First Date Failure-Sales Call

Remember when you made the decision to put yourself out there in the dating scene hoping to find Mr. or Ms. Right? I’m sure you can scroll through the dates and a few stand out whether it took place at a memorable location, you had the best food at an amazing restaurant or you had a once in a lifetime experience. Whatever it is you experienced whether good or bad…you remember and you will always remember. What stands out the most to me usually comes down to the conversation. Was there chemistry or wasn’t there? Did the conversation have a natural flow or was it forced or worse yet were you just there to observe a one-sided chat session? The infamous one-sided conversation that many of us experienced at some point in our lives. You find yourself trying to prevent the yawns and nods from happening so you force out that pain filled smile and turn your head slightly to the side like scruffy does when he’s laying on the couch and he hears you call his name.

Although we’ve been on the receiving end…some of us now have become that annoying “Andy or Angela” disaster date. Those of us who chose sales as our profession understand what I am talking about. When meeting with a qualified prospect understand that the first call will leave a lasting impression whether good or bad. I’ve been on too many calls where the sales rep is talking about all the great products and services that we offer and why they should do business with us and that’s supposed to seal the deal? Not even close.
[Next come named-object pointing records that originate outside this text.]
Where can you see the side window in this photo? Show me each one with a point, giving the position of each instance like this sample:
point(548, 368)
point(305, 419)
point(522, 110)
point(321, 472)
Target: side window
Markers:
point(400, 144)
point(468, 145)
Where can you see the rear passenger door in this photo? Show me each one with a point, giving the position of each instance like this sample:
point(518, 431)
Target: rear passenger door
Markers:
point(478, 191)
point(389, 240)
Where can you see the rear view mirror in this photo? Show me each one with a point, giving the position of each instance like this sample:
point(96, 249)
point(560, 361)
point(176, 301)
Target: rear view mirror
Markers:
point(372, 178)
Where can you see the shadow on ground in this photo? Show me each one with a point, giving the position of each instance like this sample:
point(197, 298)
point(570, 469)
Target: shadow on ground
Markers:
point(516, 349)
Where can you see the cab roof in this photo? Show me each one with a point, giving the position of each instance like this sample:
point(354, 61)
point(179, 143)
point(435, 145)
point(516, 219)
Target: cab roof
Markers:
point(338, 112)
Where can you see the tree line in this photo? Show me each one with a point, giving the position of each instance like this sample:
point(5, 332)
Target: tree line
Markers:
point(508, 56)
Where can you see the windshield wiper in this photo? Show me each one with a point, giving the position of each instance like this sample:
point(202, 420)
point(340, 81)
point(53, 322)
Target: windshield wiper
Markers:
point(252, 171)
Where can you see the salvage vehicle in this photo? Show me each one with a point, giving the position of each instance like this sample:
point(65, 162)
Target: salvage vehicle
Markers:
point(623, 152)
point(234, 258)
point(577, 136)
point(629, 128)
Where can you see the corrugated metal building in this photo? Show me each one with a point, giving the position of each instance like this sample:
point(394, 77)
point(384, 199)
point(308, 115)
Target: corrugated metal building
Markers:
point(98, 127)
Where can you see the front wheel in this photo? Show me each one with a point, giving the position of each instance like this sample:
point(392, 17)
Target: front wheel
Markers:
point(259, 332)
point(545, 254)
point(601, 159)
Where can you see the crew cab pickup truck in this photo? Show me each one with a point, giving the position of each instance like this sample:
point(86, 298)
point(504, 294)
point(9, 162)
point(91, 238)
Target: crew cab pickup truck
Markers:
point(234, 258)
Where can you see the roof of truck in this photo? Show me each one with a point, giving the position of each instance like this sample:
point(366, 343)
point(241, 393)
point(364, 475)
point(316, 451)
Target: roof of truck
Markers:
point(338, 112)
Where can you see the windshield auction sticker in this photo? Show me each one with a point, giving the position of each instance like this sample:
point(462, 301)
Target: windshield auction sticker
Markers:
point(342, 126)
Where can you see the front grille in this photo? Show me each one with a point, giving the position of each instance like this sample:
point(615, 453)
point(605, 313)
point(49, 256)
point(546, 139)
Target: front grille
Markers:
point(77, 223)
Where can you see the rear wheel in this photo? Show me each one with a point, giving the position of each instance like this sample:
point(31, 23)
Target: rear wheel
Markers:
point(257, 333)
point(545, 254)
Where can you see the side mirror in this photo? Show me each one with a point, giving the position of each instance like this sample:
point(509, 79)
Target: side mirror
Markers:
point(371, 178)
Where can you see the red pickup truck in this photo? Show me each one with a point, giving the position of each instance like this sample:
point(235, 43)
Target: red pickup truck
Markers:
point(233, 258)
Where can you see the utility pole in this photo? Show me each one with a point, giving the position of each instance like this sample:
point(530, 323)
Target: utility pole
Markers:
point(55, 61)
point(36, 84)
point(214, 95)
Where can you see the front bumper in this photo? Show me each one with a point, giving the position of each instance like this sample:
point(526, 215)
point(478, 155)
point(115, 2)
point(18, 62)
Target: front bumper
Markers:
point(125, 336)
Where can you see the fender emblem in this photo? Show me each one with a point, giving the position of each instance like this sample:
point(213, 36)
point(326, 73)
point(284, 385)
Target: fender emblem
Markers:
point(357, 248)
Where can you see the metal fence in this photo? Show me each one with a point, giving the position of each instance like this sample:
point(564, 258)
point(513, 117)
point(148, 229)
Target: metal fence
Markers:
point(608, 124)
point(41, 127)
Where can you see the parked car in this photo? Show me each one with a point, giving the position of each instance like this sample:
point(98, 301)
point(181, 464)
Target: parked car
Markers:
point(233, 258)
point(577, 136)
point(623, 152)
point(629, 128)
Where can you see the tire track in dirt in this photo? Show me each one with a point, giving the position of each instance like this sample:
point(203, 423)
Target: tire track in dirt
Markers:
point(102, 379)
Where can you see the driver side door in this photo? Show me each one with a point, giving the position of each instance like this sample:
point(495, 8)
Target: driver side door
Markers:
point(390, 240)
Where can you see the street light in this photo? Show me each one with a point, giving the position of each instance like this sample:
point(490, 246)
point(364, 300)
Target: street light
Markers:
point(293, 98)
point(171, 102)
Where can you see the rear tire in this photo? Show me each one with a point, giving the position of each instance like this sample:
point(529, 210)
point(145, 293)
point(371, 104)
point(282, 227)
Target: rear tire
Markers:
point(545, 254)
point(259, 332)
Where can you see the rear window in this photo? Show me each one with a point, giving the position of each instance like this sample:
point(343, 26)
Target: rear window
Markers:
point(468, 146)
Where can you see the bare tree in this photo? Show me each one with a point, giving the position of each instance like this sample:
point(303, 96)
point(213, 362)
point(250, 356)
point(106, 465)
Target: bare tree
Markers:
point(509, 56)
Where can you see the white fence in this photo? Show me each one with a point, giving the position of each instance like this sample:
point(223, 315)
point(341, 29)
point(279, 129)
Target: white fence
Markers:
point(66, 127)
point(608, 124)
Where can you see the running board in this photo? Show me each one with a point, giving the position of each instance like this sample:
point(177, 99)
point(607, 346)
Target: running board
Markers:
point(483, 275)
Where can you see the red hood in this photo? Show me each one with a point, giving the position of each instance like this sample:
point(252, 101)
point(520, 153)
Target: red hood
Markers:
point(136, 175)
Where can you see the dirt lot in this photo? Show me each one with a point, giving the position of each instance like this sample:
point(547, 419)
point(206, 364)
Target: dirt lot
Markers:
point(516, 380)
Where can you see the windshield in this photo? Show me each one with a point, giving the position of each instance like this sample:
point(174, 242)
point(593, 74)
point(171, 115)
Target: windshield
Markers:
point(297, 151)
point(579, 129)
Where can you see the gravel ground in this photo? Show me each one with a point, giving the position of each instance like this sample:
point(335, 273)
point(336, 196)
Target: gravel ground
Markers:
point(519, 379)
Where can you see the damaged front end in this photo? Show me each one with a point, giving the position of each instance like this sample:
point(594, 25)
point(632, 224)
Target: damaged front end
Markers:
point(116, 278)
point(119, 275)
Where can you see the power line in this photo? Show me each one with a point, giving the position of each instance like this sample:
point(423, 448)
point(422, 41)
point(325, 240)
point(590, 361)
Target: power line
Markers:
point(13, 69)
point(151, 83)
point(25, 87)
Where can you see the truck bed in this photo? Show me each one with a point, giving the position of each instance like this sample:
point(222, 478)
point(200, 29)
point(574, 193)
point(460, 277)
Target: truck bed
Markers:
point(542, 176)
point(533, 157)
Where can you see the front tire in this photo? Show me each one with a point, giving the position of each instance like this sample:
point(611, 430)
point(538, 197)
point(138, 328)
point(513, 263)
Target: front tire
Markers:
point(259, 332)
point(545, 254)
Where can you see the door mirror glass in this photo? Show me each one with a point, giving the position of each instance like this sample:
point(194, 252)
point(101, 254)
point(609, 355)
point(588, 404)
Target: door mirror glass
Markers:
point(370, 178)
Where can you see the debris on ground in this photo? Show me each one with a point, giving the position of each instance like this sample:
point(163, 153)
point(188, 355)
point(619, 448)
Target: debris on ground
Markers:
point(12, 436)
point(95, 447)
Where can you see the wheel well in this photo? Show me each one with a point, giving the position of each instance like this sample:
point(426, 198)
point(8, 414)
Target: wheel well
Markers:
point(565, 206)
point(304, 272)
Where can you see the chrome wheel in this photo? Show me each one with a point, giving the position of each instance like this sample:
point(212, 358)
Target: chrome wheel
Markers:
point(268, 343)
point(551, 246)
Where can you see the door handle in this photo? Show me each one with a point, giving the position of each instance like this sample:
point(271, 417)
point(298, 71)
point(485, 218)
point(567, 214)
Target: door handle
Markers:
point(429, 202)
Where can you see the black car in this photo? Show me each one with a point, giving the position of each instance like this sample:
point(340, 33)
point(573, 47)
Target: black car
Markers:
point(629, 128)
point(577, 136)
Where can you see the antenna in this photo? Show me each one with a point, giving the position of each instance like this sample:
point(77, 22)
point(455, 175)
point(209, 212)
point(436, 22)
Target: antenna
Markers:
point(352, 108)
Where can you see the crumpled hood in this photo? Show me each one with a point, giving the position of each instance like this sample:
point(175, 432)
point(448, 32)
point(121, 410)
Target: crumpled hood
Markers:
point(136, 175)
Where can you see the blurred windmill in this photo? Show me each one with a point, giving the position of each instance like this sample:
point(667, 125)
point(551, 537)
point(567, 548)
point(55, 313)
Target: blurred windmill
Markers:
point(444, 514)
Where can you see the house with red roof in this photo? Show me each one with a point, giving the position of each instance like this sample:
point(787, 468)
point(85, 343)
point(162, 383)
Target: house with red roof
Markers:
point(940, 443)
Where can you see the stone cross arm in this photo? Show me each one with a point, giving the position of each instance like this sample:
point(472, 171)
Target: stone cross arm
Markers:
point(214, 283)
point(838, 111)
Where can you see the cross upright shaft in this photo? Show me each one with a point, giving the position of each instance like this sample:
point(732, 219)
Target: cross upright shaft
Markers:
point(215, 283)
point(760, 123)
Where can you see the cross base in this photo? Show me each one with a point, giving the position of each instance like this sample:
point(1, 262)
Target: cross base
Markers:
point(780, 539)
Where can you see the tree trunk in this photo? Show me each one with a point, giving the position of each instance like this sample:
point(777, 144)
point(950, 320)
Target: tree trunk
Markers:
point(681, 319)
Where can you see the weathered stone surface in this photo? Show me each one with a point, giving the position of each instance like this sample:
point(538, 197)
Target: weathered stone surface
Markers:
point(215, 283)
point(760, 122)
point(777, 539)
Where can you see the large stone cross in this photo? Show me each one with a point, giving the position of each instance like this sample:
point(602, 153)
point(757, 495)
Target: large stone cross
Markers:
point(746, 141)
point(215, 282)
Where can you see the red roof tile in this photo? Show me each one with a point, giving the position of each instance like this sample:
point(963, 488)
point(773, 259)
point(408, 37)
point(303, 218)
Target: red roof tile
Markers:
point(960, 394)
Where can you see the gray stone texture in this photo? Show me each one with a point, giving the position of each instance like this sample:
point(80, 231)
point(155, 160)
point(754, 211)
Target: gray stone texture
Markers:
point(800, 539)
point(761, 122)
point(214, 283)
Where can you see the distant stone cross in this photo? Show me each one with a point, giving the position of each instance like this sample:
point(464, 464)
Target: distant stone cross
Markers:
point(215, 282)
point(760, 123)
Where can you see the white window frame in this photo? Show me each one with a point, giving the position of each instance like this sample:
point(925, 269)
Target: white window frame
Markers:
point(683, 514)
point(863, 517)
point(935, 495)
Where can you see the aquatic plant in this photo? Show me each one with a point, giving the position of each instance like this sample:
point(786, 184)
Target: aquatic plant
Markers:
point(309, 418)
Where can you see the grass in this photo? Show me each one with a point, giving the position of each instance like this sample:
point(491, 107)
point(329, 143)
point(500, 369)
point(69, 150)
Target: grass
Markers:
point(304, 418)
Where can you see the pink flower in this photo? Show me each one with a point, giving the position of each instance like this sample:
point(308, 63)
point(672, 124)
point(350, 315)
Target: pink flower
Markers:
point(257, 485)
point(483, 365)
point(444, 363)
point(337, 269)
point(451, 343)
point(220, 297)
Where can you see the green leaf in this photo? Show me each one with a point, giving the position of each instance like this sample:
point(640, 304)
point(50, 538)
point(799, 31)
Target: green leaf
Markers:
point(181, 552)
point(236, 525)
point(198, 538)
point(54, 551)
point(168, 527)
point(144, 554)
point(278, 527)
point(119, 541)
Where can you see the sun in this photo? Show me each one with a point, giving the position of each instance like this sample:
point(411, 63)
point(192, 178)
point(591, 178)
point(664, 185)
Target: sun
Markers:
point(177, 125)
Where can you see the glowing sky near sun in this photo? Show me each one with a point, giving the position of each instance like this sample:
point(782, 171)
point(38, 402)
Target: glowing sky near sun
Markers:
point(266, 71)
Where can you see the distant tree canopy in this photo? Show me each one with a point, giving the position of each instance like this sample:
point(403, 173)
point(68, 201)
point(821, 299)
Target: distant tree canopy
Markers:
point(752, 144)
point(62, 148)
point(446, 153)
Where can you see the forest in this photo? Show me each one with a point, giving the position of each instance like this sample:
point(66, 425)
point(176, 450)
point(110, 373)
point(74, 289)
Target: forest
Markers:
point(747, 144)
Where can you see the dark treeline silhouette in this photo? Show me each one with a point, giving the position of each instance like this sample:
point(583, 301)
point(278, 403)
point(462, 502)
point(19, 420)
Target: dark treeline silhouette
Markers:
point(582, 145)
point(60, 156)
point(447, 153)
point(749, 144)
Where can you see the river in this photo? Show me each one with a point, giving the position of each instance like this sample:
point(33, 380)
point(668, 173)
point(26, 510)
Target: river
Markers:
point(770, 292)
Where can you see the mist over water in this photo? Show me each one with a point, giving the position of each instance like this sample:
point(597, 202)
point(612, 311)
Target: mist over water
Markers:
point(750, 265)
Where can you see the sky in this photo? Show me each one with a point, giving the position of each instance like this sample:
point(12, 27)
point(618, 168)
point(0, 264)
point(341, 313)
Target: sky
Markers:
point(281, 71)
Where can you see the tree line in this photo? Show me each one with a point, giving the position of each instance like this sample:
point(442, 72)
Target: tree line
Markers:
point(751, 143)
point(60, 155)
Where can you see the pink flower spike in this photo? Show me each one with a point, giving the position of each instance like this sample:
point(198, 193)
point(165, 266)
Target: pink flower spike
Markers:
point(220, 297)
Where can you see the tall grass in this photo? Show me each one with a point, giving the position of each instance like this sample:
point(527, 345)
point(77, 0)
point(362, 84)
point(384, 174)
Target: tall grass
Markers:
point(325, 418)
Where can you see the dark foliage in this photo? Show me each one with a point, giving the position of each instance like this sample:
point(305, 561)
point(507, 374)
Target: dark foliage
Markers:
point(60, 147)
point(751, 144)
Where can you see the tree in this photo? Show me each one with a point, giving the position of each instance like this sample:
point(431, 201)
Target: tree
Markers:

Just as we would extend the FAKE SMILE and remember the manners we were taught growing up, your prospect will do the same.

So what does this mean to you? A prolonged sales cycle and the friendly brush off which comes in many forms and fashions that leaves reps scratching their heads during their weekly forecast meetings. So what’s the secret? There is no secret. “Ask and it will be given to you, seek and you will find!” 

The key to doing business no matter what industry you’re in is asking questions that matter. What is important to your prospect? What keeps them up at night? What are their short and long term goals? So how many questions should you ask and what are the right questions? Put yourself in your prospect’s shoes. Keep in mind that you are a physician in your profession. You would never prescribe without a diagnosis and commit malpractice so why do it in sales?